Lee noted the connection between the drought in California, one of the biggest food producing jurisdictions in the world, and the rising price of beef. “The fact that cauliflower went up to $7 a head, is directly related to the beef industry,” he said. “With less water, California needed more water than any other state in terms of agricultural industry and as soon as there’s less water available, what do they put the water into? Raising vegetables, or raising beef?”
While Beef prices had seen steady increases, the price of chicken and pork products had increased comparatively little over a four year period. According to Statistics Canada, the price of one kilogram of pork chops increased 23 per cent, and chicken only eight per cent between March 2012 and March 2016.
The average retail price for one kilogram of ground beef in February 2012 was $8.92, before soaring to a whopping $13.11 in March 2016, an increase of 47 per cent. The most expensive cut of prime rib roast followed suit, with a balanced retail price from $23.57 in March 2012 to $32.21 in March. 2016, a 37 per cent increase.
Brian Perillat of the Canadian Cattlemen’s Association said the sudden ease of costs this past fall and winter ties into an economic recovery, following a 30 per cent decrease of cattle livestock across North America.
“We’re going to start seeing a few more cattle, but we’re not going to see a big
increase in the short term so the demand side is somewhat limited at these
higher beef prices,” said Perillat. “The issue with the demand is that prices spiked so much. That’s where supply and demand kicks in the market, and they try to find equilibrium so as supplies shrunk, prices really shot up.”

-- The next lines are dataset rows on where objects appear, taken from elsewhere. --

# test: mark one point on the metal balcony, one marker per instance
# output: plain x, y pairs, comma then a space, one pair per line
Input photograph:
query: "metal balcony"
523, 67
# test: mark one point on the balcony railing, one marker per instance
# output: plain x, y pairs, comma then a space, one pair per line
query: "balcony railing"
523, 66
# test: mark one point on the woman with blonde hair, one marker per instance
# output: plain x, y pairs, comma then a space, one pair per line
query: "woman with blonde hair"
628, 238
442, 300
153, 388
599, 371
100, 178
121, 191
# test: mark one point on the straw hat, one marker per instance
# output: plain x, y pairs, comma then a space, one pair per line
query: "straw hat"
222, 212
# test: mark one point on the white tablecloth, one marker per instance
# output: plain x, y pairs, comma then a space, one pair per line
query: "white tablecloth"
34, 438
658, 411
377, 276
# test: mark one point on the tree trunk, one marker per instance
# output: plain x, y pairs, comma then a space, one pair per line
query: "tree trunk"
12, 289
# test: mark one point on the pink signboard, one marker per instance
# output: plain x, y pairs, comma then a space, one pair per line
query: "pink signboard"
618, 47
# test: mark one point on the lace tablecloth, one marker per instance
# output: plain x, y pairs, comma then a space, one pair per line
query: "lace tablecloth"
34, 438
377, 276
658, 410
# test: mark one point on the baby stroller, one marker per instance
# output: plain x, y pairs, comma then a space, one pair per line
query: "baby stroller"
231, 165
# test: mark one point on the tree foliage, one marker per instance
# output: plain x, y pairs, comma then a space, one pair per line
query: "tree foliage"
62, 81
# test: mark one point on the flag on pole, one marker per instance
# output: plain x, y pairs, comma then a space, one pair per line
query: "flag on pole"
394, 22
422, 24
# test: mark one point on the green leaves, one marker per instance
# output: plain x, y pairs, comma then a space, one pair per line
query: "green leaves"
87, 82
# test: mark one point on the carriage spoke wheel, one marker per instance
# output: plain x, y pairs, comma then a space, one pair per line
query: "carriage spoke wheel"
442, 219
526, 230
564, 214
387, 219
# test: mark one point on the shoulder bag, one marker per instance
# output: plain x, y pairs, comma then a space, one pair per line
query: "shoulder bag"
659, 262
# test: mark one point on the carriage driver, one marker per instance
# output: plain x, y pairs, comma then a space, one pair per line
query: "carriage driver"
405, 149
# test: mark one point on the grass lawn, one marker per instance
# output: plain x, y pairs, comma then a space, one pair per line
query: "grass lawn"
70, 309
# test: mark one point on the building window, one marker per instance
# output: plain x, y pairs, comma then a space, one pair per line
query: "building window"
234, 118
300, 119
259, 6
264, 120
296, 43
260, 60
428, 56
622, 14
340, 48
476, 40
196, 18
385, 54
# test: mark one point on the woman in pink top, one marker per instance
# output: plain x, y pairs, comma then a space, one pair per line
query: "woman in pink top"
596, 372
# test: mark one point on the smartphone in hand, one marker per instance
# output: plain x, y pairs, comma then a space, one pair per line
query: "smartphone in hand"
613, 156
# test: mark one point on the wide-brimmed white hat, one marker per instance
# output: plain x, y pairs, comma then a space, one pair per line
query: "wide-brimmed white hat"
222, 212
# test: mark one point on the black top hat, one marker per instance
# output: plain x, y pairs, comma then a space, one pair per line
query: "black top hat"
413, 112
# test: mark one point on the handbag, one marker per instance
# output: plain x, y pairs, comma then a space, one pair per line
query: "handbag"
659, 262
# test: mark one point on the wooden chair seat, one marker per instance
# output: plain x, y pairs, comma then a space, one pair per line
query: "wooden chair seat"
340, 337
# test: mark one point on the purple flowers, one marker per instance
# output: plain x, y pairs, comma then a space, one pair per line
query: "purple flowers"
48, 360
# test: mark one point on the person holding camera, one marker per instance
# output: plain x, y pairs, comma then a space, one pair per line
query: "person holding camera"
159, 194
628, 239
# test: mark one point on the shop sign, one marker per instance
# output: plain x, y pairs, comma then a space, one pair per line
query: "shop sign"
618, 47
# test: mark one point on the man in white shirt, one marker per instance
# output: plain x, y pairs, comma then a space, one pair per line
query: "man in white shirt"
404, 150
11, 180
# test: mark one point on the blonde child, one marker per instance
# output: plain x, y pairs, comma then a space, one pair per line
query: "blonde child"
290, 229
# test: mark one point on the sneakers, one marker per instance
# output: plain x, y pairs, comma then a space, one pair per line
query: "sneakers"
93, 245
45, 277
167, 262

Cheaper prices could spark a demand that encourages more customers to buy beef. This increase in demand could mean that distributors and producers will have to work harder in order to keep replenishing supplies.
“If prices are to be reduced, then most definitely we’ll have more demand,” said Ahmad Alamedddine, a local halal butcher at Paramount Fine Foods in Mississauga. “We have a margin we are trying to maintain, and with the cut in prices, we are selling at this level. When the price decreases, we are decreasing our costs so we are not making any profit.” He added, “the volume of the sales is increasing, but the profit at the end of the day will remain.”
Ultimately, beef prices can teeter-totter as distributors pace back-and-forth. In the meantime, sit back and consider adding more steak to your summer barbecue list.